Current AR with smartphones requires hands. “Therefore, it is dangerous to attempt in industrial conditions,” White continues. “Labor unions and health regulations can vary by country or industry and may not allow workers to carry or view smartphones while doing industrial work.”
Dy Buncio agrees there are distinct dangers for industrial AR users. “AR tech such as HoloLens can be distracting, and on an active construction site, even small distractions can cause serious injury or, worse, death. As such, the technology needs to be not only precise but also carefully designed to ensure it seamlessly integrates with the real-world environment in the safest and least distracting way possible.”
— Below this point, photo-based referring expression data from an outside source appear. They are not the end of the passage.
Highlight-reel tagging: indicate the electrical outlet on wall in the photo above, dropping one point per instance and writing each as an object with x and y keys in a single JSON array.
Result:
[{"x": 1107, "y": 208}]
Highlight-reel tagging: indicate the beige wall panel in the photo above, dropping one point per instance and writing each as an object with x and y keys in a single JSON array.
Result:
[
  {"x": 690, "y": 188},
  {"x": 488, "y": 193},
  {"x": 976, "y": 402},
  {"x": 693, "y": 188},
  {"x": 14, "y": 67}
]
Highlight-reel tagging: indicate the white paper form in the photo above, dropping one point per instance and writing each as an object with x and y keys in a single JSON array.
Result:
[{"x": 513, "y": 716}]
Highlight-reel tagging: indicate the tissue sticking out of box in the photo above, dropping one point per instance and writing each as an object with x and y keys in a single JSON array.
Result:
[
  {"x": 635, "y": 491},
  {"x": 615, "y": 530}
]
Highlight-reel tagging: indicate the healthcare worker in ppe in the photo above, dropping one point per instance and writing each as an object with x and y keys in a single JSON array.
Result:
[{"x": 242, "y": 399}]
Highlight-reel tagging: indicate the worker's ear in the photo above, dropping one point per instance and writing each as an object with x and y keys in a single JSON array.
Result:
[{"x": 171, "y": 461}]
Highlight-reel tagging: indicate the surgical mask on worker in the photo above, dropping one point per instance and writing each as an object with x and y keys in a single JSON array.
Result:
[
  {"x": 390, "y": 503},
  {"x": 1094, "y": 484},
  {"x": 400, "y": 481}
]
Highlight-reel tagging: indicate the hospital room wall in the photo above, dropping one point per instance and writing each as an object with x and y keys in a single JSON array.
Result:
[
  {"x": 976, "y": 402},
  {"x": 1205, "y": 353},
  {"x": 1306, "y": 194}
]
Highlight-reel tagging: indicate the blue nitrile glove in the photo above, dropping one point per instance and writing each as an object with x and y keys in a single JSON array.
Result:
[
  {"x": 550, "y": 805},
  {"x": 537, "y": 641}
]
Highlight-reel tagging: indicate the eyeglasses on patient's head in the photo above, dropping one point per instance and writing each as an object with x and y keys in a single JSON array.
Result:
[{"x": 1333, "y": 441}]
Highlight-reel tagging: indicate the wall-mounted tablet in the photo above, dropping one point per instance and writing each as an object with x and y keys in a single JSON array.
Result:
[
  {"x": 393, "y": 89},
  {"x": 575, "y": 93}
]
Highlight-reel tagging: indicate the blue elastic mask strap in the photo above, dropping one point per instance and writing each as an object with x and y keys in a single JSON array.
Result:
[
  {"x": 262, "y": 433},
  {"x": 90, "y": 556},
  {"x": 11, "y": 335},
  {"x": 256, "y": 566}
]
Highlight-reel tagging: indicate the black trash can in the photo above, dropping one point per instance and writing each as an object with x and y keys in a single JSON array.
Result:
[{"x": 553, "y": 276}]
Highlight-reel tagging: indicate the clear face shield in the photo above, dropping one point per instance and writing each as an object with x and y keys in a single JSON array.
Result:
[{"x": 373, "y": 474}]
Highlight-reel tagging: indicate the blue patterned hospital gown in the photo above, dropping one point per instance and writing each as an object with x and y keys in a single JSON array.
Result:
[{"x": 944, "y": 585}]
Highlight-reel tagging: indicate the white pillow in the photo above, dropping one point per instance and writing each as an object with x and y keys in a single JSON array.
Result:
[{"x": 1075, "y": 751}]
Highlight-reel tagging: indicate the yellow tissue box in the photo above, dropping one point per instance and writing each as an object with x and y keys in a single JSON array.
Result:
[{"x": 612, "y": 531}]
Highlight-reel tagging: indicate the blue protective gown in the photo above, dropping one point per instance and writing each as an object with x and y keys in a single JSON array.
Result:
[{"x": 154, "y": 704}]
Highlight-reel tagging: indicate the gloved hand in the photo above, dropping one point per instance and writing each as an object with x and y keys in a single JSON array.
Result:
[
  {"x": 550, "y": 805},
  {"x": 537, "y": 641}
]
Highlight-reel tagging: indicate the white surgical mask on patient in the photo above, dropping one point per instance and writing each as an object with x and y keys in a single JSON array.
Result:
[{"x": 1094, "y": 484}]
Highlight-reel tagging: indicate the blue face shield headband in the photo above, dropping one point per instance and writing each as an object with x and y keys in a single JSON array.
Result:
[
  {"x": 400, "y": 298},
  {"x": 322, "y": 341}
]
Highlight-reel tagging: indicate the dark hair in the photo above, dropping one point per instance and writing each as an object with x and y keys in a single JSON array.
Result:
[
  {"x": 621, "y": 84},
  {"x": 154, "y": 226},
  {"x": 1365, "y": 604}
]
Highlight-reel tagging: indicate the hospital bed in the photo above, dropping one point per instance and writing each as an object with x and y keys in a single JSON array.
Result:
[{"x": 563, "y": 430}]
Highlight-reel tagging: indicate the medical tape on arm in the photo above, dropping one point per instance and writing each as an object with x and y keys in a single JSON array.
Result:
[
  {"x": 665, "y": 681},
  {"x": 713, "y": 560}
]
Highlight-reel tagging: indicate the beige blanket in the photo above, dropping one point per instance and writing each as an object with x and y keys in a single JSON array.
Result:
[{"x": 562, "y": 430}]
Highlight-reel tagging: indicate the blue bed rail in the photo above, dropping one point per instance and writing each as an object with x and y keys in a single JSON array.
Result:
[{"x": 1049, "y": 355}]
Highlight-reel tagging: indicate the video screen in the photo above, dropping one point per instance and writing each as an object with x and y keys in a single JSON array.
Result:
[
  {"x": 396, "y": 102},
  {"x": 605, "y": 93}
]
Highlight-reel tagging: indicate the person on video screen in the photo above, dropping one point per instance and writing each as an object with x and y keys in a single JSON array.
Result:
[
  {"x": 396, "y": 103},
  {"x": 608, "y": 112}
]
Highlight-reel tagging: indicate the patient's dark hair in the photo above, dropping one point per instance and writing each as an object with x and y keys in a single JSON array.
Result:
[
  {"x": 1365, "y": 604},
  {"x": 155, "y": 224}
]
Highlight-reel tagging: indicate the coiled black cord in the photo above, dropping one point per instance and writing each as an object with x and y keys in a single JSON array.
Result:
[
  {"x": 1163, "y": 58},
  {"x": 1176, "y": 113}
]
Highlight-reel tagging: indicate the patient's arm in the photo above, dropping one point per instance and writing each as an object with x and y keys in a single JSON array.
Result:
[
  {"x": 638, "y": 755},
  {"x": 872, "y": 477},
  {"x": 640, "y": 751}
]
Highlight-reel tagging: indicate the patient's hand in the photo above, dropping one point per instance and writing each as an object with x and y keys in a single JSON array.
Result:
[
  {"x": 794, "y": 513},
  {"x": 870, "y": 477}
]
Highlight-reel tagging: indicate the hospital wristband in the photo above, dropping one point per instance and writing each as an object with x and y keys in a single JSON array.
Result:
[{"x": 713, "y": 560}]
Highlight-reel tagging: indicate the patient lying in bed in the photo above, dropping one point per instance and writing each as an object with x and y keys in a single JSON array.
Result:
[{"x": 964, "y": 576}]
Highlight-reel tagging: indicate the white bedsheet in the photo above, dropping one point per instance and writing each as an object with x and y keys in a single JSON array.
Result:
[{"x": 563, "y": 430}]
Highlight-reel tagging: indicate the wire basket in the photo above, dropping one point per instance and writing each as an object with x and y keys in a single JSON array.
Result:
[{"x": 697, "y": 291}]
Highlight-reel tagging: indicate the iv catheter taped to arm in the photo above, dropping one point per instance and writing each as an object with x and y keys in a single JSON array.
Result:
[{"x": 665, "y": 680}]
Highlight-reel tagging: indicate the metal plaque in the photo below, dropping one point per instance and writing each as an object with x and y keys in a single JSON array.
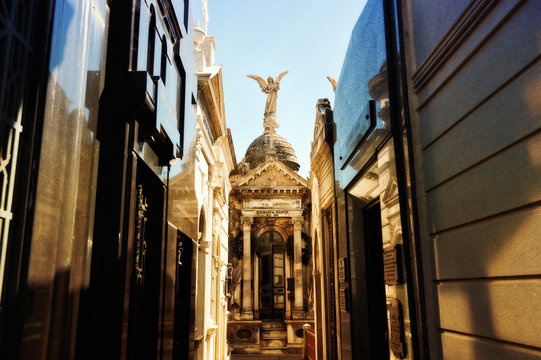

Heads-up AR will be incredible, while introducing new threats. White’s point about users relying too much on AR is a valid concern and presents the purest argument against AR. Platforms like Instagram and TikTok accept no responsibility for how people utilize the platform, but you can be sure both (and so many others) will jump on the AR bandwagon early for a first-mover advantage. With new ways to experience platforms they’re already addicted to, it’s unclear how users will navigate life if those same distractions are literally in their face all day long.